Examples: limbic: AI-based tool that supports assessments and referrals in psychological therapies. Series A (Backed by 7 Percent Ventures). Unmind: B2B mental health platform providing clinically-backed tools and training. Series B $63.2M (Backed by EQT and Project A).
Communication of Insights
Interactions between patients and clinicians are infrequent and delivered only in scheduled appointments. Recommendations are often difficult to implement in daily life.
AI solution: LLMs can make communication with users easier. Solutions can be implemented into other aspects of people’s lives, bringing treatment to them directly.
Examples: Woebot Health: Automated conversation agent using techniques from CBT to help monitor mood and enables users to learn about themselves. Series ? $123.3M (Backed by TEMASEK and NEA).Wysa: Mental health wellness platform that helps individuals manage their mental and emotional stress. Series B $29.5M (Backed by Google Assistant and Kae Capital).
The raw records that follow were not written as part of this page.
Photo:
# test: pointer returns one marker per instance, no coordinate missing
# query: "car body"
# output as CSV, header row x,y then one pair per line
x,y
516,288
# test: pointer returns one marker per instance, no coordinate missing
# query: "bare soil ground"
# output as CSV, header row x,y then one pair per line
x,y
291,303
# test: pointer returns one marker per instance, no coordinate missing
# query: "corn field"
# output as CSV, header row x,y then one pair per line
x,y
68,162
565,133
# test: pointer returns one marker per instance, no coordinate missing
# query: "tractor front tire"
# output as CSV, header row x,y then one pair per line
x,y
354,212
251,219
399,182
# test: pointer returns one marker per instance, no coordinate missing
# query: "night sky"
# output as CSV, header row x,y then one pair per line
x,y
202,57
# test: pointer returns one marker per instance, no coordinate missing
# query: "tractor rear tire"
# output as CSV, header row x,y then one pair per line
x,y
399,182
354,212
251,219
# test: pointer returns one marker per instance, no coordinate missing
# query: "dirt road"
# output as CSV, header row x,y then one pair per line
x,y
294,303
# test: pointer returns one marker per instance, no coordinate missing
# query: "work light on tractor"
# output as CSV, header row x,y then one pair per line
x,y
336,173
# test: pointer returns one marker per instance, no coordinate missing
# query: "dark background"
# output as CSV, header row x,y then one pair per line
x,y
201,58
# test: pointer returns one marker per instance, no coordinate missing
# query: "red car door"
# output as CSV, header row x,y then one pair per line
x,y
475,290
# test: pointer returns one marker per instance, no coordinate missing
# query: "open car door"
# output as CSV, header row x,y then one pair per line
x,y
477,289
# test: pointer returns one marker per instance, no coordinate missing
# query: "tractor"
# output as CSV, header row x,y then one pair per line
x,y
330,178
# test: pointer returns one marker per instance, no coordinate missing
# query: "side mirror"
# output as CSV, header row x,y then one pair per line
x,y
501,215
AI's role in mental health care is evolving from a supportive tool to a potential catalyst for a comprehensive understanding of the mind and its maladies. The collective efforts to implement AI responsibly and creatively can revolutionize our approach to mental health care, making it more accessible, personalized, and effective. This revolution is not just within our reach—it is unfolding before us, and it is imperative that we nurture its growth with every resource at our disposal.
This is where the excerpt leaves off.